O melhor de tudo, porém, é que o primeiro e o segundo livros são grátis. A série faz parte da Baen Free Library, um site da editora do mesmo nome que disponibiliza os primeiros volumes de várias séries online, sem custos e em vários formatos portáteis, para que o leitor possa experimentar se os livros são bons. Se o leitor gostar, os outros livros podem ser adquiridos em várias livrarias online. Essa estratégia me parece bem interessante já que eu nunca tinha ouvido falar do autor e tropecei no site bem por acaso. Eu li o primeiro livro, gostei, estou lendo o segundo e já comprei os dois próximos, que devem chegar em algumas semanas. Como há várias séries no site, há bastante material para leitura futura. No geral, um bom negócio. Se você gosta de fantasia ou ficção científica, não deixe de visitar o site e baixar alguns livros. Se os outros forem tão bons quanto os que estou lendo, eu duvido que você vai se arrepender.

§ 10 Responses to Wizard’s Bane"

  • Caffo says:

    Só uma pergunta: Você disse que já leu o primeiro, e está lendo o segundo, qual a forma empregada por você para ler ? Na tela, PDA ou imprime tudo mesmo ? :)

  • Otávio says:

    É!
    Eu nào tenho muito saco para ler literatura na tela do pc. Artigo técnico é uma coisa, mas livro inteiro é outra completamente diferente.

    Ainda mais para quem tem problema de visão, como o ceguinho aqui :)

  • Ronaldo says:

    Caffo, eu leio na tela do computador mesmo. Realmente é um pouco chato — principalmente quanto você quer relaxar e ler na cama ou no sofá — mas como eu não tenho um PDA e a maioria dos livros gastaria mais que um cartucho de tinta para serem impressos eu não tenho muita opção. Mas para quem tem PDA, o site suporta vários formatos interessantes.
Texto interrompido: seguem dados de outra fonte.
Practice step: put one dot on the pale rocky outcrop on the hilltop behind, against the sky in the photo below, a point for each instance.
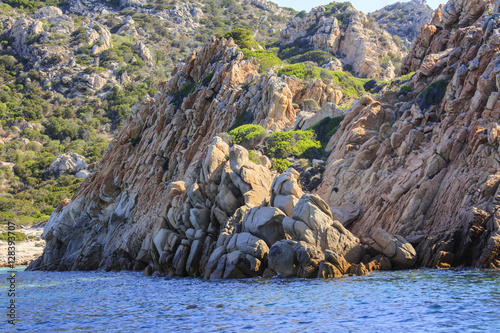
(342, 30)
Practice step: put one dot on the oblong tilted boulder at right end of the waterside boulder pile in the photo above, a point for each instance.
(396, 248)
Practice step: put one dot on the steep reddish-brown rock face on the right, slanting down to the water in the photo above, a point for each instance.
(428, 171)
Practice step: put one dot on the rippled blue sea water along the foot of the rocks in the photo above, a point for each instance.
(413, 301)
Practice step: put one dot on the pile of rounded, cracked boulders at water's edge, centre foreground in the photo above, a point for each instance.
(236, 221)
    Otávio, eu também tenho problemas de visão, mas ainda dá para encarar. 😛 O maior problema é que o contraste é mais forte e o olho acaba cansando mais rápido. Mas eu sou viciado demais em leitura para me importar com isso. Às vezes eu leio três ou mais horas direto. 😀

  • Caffo says:

    Depois de ler alguns dois primeiros capítulos, encomendei na livraria cultura os dois primeiros livros. São relativamente baratos (cerca de 20 reais cada um, baseado no dólar de hoje) e compensa bastante pra quem não tem saco de ler na tela.
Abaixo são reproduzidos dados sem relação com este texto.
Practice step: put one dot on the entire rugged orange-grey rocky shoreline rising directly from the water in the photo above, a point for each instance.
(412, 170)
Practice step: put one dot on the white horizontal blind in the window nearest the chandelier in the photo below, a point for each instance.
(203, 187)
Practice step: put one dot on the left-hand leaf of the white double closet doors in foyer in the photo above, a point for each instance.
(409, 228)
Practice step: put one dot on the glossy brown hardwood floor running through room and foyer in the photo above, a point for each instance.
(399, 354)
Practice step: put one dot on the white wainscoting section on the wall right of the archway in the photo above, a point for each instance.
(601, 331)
    Por falar nisso, ler no micro é arte Zen. Tem que praticar MUITO. Hoje eu cheguei no meu recorde pessoal: 2 horas 😀

  • Ronaldo says:

    Como eu já estou quase terminando o segundo, eu decidi comprar os outros mesmo para não ficar esperando — o dinheiro anda meio curto esses dias. Depois que eu comprar o quinto, quando ele sair em paperback, eu compro os primeiros também. Enquanto isso, a minha fila de livros para comprar só vai crescendo… :-)
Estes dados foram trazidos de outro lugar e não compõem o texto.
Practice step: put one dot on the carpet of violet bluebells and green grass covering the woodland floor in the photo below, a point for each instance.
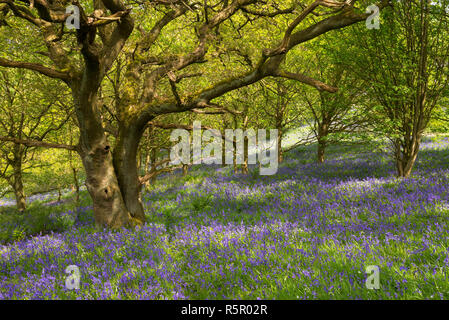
(308, 232)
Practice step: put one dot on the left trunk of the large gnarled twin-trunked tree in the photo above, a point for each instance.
(95, 151)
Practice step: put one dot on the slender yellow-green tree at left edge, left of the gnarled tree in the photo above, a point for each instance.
(25, 113)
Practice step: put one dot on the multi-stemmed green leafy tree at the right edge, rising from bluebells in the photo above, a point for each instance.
(406, 64)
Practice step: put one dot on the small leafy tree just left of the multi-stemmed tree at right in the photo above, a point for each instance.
(330, 116)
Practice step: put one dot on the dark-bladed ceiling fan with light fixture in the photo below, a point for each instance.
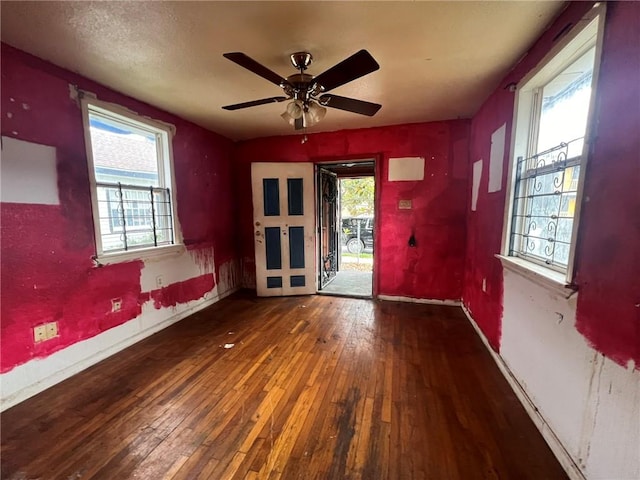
(308, 92)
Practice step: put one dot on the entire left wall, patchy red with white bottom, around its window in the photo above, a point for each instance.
(48, 240)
    Sobre tempo de leitura, o que me cansa realmente não é a tela e sim ficar na cadeira. 😛

  • Também tenho dificuldades em ler textos longos na tela. Uma saída que eu encontrei, numa empresa onde eu trabalhei, foi usar uma impressora matricial em modo ascii pra tranferir tudo pro papel sem gastar muito. Hoje não tenho mais este recurso, mas foi muito útil enquanto durou. Abraços…

  • Ronaldo says:

    Hmmmm. Boa idéia! :-) Meu irmão tem uma matricial. Você tem uma noção de quantas páginas uma fita consegue imprimir?

  • caffo says:

    A idéia realmente é tentadora. Na época de BBS, eu lembro de ter conseguido um programinha que imprimia até 8 páginas em uma única folha, usando um tamanho de fonte pequeno e dividindo a mesma em pequenas páginas. Vou caçar uma matricial por ai e ver o que eu faço :)

  • Ronaldo says:

    Caramba! Oito páginas por folha é muito! Aí até compensa mesmo. Se você tiver como passar esse programinha, eu agradeço. :-)

  • Otávio says:

    Tô dentro :) Eu também vou querer um programinha desses …

    Quando eu estava na faculdade, deixava imprimindo algumas textos na matricial que eu tinha lá. Agora a brincadeira acabou.

    Jetprinter em casa, só para imprimir o curriculo e tabs para guitarra.